Cuando se apeó del tren en San Petersburgo, se sentía fresco y animado, como después de un baño frío, a pesar de que había pasado la noche en blanco. Se detuvo al pie del vagón, esperando a que ella saliera. «La veré otra vez —pensó para sus adentros, sonriendo involuntariamente—, veré sus andares, su cara. Puede que diga algo, que vuelva la cabeza, que me mire, que sonría.» Pero lo primero que le saltó a la vista fue el marido, al que acompañaba respetuosamente, entre la multitud, el jefe de estación. «¡Ah, sí, el marido!» Y por primera vez Vronski fue claramente consciente del estrecho vínculo que existía entre Anna y su marido. Sabía que estaba casada, pero no había creído en la existencia de ese hombre; sólo se convenció de su realidad cuando vio su cabeza, sus hombros y sus piernas, embutidas en unos pantalones negros, y sobre todo cuando contempló cómo la cogía tranquilamente del brazo, como si fuera de su propiedad.

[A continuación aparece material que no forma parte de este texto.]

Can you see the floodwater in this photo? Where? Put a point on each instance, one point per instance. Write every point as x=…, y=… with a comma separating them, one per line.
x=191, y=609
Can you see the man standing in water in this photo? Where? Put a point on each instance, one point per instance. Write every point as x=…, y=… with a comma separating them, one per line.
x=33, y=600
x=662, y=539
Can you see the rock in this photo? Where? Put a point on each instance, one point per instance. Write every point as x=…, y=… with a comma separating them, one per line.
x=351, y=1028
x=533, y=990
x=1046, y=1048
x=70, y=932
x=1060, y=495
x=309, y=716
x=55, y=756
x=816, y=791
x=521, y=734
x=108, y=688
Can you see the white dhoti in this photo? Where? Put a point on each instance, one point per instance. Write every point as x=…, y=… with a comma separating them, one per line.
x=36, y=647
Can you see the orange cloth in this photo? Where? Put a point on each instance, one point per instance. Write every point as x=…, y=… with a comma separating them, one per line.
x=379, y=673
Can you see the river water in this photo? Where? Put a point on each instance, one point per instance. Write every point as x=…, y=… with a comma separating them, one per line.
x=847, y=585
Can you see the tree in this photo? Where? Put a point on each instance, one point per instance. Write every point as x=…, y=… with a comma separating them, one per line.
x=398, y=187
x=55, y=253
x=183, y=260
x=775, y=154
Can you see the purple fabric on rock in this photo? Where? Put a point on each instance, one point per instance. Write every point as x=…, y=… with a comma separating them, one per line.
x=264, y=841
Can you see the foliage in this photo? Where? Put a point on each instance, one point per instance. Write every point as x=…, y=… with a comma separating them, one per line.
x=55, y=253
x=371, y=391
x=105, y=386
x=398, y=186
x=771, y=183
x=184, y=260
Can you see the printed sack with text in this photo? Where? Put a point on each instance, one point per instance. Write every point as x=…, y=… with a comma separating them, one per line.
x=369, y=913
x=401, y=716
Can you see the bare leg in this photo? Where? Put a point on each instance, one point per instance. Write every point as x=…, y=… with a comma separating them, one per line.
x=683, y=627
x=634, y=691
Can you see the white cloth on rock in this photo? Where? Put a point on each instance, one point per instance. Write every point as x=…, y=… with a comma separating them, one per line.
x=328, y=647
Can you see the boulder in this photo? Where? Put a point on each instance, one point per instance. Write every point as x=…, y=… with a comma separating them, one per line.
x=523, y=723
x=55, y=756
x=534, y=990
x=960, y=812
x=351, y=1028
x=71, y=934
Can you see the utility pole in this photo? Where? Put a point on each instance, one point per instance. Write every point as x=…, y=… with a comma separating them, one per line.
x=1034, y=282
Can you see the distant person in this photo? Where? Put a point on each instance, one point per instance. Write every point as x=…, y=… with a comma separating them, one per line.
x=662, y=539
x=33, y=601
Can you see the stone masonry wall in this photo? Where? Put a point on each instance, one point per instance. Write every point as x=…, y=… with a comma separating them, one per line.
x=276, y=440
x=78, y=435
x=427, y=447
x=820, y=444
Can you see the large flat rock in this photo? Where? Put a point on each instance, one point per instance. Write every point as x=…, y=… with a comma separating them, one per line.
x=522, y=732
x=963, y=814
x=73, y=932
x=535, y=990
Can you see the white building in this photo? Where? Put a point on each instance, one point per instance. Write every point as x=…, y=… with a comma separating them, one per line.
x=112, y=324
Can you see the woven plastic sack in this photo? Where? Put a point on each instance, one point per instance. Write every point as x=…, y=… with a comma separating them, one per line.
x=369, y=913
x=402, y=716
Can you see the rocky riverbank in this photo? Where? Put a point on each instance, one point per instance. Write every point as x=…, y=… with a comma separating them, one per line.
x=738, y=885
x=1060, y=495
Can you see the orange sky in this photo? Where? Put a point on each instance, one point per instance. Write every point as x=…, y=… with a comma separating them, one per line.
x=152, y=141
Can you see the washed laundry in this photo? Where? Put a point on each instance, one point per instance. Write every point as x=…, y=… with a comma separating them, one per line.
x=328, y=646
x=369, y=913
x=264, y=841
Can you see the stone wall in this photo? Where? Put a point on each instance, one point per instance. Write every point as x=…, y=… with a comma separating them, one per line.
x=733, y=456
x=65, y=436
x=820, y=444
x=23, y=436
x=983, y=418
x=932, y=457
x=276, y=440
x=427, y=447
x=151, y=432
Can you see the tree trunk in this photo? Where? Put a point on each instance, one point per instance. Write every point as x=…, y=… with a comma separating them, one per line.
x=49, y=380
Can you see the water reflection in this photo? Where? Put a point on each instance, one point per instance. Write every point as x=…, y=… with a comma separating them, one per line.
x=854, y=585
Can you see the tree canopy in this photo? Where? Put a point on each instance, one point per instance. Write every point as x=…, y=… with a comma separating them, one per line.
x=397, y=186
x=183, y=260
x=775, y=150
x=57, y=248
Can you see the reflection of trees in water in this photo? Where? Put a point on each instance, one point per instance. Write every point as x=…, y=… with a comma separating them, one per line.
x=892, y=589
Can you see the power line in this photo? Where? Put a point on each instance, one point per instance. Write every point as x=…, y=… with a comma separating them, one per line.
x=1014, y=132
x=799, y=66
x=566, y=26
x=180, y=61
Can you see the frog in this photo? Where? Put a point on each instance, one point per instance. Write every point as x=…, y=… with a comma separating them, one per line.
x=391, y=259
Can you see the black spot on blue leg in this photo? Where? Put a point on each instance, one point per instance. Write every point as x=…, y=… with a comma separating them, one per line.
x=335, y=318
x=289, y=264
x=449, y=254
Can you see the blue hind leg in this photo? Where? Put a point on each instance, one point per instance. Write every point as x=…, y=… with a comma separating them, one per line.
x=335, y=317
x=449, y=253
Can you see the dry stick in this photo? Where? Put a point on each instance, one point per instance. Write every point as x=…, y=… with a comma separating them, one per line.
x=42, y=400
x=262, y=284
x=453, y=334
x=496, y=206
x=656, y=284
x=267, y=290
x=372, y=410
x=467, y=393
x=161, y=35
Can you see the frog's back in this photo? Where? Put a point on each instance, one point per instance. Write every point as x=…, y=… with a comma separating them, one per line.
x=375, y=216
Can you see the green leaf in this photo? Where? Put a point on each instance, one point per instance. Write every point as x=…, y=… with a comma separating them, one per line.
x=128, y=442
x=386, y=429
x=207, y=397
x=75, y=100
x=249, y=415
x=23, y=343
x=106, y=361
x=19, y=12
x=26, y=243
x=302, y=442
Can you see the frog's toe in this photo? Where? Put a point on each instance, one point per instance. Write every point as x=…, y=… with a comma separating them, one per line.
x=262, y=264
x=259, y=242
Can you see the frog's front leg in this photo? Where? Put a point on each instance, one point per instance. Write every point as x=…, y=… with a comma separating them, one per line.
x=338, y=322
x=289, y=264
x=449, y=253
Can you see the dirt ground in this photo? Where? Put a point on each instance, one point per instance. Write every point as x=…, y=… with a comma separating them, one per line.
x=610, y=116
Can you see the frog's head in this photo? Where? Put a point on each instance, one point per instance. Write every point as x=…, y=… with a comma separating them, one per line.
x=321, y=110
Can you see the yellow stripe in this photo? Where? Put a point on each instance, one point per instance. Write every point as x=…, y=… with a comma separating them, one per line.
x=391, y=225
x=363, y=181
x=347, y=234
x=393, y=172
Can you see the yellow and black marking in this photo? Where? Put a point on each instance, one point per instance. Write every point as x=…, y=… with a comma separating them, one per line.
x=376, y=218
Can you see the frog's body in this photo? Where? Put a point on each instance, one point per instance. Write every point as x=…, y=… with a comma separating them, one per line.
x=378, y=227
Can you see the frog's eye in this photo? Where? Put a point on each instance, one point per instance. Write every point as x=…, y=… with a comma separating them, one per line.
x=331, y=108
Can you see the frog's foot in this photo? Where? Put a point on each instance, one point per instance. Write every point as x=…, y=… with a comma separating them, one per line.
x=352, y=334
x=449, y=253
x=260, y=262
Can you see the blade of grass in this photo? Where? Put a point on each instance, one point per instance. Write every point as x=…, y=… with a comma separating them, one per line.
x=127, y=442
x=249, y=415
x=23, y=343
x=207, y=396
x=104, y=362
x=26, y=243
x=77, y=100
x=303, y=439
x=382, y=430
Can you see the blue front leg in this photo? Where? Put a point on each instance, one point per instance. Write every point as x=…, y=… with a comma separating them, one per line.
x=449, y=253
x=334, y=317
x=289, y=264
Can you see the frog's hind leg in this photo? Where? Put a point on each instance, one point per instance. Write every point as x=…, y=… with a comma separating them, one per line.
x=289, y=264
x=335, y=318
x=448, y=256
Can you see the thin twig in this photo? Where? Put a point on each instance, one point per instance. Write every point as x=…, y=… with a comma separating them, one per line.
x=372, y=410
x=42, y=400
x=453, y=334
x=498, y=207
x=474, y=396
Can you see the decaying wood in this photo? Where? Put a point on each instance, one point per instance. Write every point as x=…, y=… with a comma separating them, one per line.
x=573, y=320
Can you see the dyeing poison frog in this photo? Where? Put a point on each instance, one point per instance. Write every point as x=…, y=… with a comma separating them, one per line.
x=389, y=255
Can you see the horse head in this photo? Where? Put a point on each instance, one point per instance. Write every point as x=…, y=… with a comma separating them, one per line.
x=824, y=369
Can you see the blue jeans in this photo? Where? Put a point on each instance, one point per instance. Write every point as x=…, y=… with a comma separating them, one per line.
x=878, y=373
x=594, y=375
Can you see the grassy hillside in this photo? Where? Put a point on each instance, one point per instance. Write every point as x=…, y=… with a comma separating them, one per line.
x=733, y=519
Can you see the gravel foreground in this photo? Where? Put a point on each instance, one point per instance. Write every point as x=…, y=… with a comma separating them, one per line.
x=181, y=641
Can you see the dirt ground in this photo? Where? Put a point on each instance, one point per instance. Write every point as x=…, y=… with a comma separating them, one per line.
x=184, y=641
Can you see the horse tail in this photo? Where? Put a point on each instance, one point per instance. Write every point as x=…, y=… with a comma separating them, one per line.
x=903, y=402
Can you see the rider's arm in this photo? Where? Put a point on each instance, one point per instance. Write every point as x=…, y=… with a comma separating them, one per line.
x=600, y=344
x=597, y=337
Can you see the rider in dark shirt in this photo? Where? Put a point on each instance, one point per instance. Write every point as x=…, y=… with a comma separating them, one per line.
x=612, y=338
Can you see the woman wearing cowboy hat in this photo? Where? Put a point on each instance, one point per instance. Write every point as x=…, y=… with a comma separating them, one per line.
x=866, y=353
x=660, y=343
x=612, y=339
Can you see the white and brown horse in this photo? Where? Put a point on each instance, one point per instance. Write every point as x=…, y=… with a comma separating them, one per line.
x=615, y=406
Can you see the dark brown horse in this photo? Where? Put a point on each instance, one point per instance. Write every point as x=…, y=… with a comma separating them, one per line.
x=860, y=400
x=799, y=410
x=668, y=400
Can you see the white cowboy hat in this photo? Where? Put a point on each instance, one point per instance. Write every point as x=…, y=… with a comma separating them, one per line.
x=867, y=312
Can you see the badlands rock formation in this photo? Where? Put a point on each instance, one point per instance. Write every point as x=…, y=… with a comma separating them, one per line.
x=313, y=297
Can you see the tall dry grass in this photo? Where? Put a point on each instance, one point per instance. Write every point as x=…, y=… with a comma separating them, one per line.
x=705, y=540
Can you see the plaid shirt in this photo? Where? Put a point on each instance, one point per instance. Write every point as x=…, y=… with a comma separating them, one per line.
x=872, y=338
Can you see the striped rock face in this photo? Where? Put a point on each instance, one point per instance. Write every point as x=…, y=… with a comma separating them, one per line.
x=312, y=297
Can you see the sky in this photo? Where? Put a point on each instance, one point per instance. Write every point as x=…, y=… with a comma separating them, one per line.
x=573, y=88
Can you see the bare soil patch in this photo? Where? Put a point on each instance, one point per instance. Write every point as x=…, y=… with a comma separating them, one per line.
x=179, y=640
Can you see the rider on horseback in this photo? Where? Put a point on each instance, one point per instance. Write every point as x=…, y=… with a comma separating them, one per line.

Al ver a Alekséi Aleksándrovich, con su rostro lozano de petersburgués, su aire severo y seguro de sí mismo, su sombrero redondo y su espalda ligeramente encorvada, tuvo que admitir su existencia, y no pudo evitar que se apoderara de él una sensación desagradable, semejante a la de una persona muerta de sed que llega a un manantial y se encuentra con que un perro, una oveja o un cerdo acaba de beber y ha enturbiado las aguas. Lo que más le irritó fueron los andares de Alekséi Aleksándrovich, que balanceaba el cuerpo sobre sus caderas y sus torpes piernas. No reconocía a ninguna otra persona el indiscutible derecho a amar a Anna. No obstante, ella seguía siendo la misma, y su presencia le reanimó, le llenó de entusiasmo y de felicidad. Ordenó a su criado alemán, que había viajado en un vagón de segunda y ahora venía a su encuentro corriendo, que recogiera el equipaje y se fuera a casa, y a continuación se acercó a ella. Había presenciado el reencuentro del matrimonio y, con esa perspicacia de los enamorados, se había dado cuenta de que Anna se mostraba algo cohibida al hablar con su marido. «No, ni lo ama ni puede amarlo», se dijo.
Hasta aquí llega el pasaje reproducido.